Cardinal Oscar Rodriguez Maradiaga, the emeritus Archbishop of Tegucigalpa, Honduras, and Cardinal Giuseppe Bertello, the former president of the Vatican Governorate, are among those whose term has not been renewed.

Also dropped from the select group of advisors is the 69-year-old Cardinal Reinhard Marx. As noted by LifeSite’s Dr. Maike Hickson, Marx and Francis have had a strained relationship.

Marx had been part of the C9 since 2013, and also the co-ordinator of the Vatican’s Council for the Economy, and famously had his resignation over mishandling of sex abuse cases refused by Francis in 2021. But, as LifeSite has reported, Marx has not been afraid to exert his own will and power in the Vatican, even to the displeasure of Francis.

READ: Germany’s chief cardinal shows he can sway Pope Francis

The inclusion of Hollerich is arguably the most prominent appointment among the new cardinals taking their seats at the table. As well as head of the European Bishops’ Conference and Archbishop of Luxembourg, Hollerich is relator general of the Synod on Synodality, and as such hold a crucial role in a cause which is close to Francis’ heart.

READ: Cdl. Hollerich brags that Synod on Synodality opponents ‘won’t be able to stop it’

His appointment has been welcomed by supporters of the radical Synod agenda.

In many ways, Hollerich fills the hole left by the now-exiting Marx, with Hollerich’s promotion of anti-Catholic ideology – particularly homosexuality – being just as prominent as Marx’s.

Hollerich has described as “false” the Church’s denouncement of homosexual acts as sinful, which comes on top of his openness to “ordaining” women to the sacred priesthood and opening Holy Orders to married men.

In October he gave a lengthy interview to L’Osservatore Romano, the Vatican’s daily newspaper, in which he continued his already public promotion of homosexuality. “No one excluded: even remarried divorcees, even homosexuals, everyone,” he stated, adding that the “Kingdom of God is not an exclusive club.” Instead, he described it as opening its doors “to everyone, without discrimination.”

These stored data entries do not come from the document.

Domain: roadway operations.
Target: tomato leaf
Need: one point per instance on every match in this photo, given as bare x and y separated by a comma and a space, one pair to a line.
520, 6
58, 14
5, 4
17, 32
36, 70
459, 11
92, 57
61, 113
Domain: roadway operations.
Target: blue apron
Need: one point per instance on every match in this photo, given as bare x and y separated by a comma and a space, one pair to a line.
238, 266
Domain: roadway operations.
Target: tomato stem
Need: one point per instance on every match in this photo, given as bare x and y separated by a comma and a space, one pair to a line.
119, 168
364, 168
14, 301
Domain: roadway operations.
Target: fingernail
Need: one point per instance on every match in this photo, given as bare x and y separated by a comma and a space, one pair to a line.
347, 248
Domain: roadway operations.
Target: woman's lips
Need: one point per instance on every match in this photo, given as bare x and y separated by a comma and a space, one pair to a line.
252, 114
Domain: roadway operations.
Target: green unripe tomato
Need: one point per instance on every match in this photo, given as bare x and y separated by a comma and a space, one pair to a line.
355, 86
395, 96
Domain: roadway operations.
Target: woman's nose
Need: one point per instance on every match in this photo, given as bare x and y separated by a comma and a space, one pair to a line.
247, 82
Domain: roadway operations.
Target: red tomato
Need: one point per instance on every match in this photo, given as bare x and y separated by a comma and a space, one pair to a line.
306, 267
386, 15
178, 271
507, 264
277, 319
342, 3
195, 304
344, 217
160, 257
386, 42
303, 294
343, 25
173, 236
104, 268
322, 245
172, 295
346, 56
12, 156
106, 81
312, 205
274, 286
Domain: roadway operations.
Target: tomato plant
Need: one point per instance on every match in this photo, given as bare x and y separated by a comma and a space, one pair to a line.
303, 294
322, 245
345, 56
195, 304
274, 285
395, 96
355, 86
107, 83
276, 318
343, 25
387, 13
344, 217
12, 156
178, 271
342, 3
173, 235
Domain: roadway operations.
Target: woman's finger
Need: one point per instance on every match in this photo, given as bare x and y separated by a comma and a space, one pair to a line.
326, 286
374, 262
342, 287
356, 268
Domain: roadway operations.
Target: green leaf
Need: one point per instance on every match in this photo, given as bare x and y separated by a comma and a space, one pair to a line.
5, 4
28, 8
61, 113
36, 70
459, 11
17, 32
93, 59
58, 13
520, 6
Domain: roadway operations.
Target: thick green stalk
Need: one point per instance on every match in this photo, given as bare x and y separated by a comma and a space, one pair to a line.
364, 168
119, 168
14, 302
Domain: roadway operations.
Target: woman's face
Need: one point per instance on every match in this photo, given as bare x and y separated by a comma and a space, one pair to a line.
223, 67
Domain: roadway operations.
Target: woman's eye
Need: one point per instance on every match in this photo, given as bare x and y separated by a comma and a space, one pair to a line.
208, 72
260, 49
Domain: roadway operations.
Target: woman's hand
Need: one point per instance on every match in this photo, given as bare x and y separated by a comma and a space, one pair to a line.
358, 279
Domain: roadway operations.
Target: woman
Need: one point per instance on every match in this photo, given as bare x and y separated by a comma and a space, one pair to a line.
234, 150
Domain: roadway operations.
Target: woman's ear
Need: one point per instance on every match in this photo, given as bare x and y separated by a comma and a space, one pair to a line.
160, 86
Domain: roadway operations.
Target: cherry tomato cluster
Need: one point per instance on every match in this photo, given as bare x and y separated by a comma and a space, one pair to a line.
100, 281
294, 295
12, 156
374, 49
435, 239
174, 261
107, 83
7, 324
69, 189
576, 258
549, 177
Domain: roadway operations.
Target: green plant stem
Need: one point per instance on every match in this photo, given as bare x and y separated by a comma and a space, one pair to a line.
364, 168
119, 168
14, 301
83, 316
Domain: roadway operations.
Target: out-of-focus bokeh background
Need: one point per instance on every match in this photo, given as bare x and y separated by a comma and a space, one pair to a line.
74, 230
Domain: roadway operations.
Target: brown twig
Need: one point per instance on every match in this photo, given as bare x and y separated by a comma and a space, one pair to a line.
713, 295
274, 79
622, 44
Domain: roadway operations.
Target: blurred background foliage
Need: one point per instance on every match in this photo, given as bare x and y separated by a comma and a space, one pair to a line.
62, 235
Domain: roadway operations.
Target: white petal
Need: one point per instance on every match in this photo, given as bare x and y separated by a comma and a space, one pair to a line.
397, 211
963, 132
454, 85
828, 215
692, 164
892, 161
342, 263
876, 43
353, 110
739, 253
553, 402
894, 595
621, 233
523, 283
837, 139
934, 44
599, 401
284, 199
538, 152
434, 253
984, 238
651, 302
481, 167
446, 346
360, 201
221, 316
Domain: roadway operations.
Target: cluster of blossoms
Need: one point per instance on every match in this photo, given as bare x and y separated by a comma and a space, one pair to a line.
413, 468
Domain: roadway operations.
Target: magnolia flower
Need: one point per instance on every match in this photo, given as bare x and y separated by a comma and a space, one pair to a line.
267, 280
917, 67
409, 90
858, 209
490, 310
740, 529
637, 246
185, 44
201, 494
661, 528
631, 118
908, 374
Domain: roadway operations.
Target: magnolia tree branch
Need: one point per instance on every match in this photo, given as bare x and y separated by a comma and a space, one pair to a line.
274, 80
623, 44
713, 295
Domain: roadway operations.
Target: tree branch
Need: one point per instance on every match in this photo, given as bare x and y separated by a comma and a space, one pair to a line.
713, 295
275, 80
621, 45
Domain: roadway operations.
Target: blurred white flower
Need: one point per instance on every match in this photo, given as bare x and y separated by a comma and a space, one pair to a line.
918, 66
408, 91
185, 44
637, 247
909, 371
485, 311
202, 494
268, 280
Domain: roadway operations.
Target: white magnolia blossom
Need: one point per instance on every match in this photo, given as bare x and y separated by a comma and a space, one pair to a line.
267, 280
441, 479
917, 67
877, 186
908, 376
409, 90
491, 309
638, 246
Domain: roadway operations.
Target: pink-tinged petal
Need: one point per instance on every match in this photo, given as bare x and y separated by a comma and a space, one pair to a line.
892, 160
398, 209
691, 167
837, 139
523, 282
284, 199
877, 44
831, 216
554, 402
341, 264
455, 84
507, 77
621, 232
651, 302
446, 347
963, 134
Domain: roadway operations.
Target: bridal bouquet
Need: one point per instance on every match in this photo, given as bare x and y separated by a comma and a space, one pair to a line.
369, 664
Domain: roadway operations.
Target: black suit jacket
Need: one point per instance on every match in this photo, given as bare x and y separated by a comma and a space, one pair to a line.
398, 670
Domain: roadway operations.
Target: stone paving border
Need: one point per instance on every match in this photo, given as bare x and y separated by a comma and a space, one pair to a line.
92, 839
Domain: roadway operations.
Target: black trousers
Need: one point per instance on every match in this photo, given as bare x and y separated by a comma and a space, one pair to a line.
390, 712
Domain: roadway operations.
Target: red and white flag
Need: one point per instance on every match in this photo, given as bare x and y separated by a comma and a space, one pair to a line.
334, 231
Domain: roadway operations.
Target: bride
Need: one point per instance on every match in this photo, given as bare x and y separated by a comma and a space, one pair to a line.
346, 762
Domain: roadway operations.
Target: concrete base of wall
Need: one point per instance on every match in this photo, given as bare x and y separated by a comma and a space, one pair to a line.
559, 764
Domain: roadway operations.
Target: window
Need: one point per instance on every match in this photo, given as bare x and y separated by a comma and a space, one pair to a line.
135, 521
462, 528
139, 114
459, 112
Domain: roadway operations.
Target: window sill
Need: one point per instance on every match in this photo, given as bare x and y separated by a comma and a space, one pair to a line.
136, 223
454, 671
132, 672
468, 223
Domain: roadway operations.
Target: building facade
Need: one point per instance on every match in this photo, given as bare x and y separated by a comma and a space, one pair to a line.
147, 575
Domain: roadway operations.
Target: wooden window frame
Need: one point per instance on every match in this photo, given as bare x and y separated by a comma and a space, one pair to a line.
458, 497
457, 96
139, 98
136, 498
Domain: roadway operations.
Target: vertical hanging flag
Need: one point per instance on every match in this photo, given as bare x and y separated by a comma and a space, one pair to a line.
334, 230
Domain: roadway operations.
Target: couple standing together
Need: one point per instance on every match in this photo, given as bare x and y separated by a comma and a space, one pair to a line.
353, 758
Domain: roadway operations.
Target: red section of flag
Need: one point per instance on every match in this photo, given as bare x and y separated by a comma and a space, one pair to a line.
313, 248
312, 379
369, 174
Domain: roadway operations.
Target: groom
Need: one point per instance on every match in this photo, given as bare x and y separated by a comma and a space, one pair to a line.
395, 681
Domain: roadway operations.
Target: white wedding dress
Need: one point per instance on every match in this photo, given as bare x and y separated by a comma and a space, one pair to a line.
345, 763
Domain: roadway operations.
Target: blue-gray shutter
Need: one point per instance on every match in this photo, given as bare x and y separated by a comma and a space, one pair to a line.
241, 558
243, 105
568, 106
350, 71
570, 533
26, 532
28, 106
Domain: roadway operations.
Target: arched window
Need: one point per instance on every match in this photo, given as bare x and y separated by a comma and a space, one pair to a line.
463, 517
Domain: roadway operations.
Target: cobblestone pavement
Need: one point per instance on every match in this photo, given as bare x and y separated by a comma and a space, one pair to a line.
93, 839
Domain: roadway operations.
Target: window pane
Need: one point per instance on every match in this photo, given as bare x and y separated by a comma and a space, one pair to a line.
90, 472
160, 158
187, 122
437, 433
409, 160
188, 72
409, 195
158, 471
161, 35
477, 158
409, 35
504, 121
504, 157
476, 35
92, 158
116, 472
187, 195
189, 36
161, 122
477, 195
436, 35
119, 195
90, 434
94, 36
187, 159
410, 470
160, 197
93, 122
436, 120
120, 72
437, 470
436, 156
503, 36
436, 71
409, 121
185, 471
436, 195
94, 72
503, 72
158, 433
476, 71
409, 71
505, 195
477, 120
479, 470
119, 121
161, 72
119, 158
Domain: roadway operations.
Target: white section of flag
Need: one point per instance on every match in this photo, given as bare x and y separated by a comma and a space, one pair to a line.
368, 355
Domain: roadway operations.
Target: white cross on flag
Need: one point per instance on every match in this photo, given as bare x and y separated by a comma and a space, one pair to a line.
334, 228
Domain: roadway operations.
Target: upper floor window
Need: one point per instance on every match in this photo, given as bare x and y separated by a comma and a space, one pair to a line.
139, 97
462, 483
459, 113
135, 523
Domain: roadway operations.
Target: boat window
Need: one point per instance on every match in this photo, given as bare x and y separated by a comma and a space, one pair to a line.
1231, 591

He argued that for the Catholic Church, “a deeper change of cultural paradigm is needed, and a conversion of the spirit,” and that offering same-sex “blessings,” like Protestant churches, was not enough.

But shortly before he died, the late Cardinal Pell wrote that the Synod had “developed into a toxic nightmare despite the bishops’ professed good intentions.”

READ: Cdl. Pell called Synod on Synodality a ‘toxic nightmare’ just before he died

The Australian cardinal, who served on the C9 for four years, accused Hollerich of open heterodoxy, saying that “as the Relator (chief writer and manager) [of the latest Synod working document] Cardinal Jean-Claude Hollerich has publicly rejected the basic teachings of the Church on sexuality, on the grounds that they contradict modern science.”

With the Vatican currently in a state of financial upheaval and the Pope issuing a steady stream of dictates regarding the Vatican’s governance and financial situation, the importance of the choices of his revamped C9 should not be underestimated.